Quelques heures de méditation, de longs moments passés avec son chien, une solitude heureuse.

 

Chapitre 2

2

Assis dans son fauteuil Pierre repense à sa vie passée. Il se souvient de ses vingt ans en Angleterre, à Greenwich. Il avait connu une belle brésilienne qui suivait le même cours linguistique de six mois. Ils s’étaient promis de s’écrire.

Il aurait tellement aimé recevoir cette lettre qui lui aurait permis de la rejoindre au Brésil et il se demande quelle aurait été sa vie s’il était parti. Une lettre du genre ….

 

Hello mon Pierre,

Comment vas-tu? Je suis tellement heureuse.  J’ai une super bonne nouvelle à t’annoncer !

Finalement, mes parents ont accepté notre relation.

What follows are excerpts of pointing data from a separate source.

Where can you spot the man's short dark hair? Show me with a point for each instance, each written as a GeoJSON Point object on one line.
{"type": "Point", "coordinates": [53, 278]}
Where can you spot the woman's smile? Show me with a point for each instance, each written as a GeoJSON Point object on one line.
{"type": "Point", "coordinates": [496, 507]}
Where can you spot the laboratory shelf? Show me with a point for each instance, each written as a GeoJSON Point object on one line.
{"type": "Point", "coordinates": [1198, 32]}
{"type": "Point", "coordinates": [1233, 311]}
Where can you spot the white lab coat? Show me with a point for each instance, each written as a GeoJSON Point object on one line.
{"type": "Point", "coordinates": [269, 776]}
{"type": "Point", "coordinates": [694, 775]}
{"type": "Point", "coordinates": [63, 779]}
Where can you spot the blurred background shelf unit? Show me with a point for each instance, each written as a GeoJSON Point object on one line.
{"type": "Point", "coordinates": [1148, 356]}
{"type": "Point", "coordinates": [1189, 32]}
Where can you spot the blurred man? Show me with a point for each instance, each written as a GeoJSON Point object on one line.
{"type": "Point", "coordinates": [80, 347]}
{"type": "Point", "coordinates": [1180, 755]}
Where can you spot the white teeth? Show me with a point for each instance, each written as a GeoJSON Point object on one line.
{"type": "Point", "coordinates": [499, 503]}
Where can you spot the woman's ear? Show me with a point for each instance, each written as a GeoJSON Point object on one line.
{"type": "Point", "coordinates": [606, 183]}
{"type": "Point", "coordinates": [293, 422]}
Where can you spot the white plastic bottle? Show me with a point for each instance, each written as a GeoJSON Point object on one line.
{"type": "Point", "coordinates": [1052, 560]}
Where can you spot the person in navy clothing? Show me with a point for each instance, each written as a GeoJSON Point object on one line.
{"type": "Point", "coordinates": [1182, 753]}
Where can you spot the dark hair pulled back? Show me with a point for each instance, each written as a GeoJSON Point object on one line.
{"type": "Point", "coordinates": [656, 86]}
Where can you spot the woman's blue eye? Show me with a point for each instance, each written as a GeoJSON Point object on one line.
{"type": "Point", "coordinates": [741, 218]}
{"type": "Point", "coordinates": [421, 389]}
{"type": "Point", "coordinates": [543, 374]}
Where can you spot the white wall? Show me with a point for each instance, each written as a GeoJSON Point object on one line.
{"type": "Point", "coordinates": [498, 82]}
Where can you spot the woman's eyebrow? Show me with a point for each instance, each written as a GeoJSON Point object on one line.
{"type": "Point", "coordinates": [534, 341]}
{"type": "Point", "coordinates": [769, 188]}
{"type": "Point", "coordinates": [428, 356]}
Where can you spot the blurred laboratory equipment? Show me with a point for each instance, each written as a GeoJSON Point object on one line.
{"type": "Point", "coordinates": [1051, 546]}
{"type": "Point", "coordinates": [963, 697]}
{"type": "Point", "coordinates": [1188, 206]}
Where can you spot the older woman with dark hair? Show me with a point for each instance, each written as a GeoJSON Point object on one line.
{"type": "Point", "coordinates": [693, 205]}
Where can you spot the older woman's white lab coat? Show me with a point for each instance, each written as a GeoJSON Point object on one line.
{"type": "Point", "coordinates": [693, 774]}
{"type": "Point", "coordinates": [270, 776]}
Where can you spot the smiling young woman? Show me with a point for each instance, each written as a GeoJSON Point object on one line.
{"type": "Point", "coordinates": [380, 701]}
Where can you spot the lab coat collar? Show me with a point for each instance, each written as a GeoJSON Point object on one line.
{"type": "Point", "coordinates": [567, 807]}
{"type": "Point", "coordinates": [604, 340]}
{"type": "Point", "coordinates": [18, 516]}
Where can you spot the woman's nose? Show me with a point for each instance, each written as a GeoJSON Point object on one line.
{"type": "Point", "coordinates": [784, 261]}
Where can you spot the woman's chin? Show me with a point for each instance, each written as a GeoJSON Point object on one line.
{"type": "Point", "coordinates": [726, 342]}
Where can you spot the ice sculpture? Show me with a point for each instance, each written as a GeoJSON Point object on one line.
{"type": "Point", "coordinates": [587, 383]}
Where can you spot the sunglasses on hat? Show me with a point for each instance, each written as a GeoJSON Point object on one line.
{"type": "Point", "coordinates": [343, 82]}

C’était laborieux, j’ai dû  discuter, négocier, marchander longtemps.

Je crois que mes parents ont compris à quel point je tenais à toi. Et comme je leur avais dit qu’avec ou sans leur accord, je serais partie. Il ont eu peur que leur petite fille chérie les abandonne. Ils ont craqué et donné leur accord.

 

Je sais que tes parents n’étaient pas très chauds non plus. Tu as réussi à avoir leur approbation? Je ne sais pas s’ils t’ont dit quelques chose, car j’ai entendu une conversation téléphonique entre nos parents respectifs et j’ai compris que finalement, ils ont accepté que nous puissions nous revoir, vivre ensemble.

 

Au fait, es-tu toujours d’accord que nous allions faire ce grand voyage ensemble? Visiter tous les pays dont nous avions parlé et rêvé longtemps, lors de notre séjour linguistique à Londres.

 

Même pas de problèmes financiers, mes parents vont cautionner notre aventure. C’est l’avantage d’avoir des parents riches ……

 

J’espère que tu vas arriver très vite. J’ai trop hâte de te revoir.

Je t’embrasse

Anitta

 

 

De retour de sa balade de la soirée avec Setter, Pierre découvre une lettre dans sa boite aux lettres. Une enveloppe épaisse, avec des timbres venant des États-Unis.

 

Au départ, il hésite à la jeter, se demandant qui peut bien lui écrire depuis les États-Unis, avec tout se qu’on entend sur les contrôles dans ce pays?

 

–  Dis voir Setter, qu’est-ce que t’en penses, je l’ouvre ou je la jette?
Le chien le regarde en penchant la tête de côté. Pierre prend ce signe comme une approbation pour  garder ce courrier.

 

De retour à la maison, il s’assied sur son canapé, se sert à boire et regarde l’enveloppe.

 

–  Bon c’est quoi cette connerie, qui peut m’envoyer un courrier depuis l’autre bout du monde?  Sans en comprendre la raison, il est presque inquiet.

 

Il regarde son chien et lui dit:

 

–  Allez, je l’ouvre, qui sait, j’ai peut-être gagné un voyage?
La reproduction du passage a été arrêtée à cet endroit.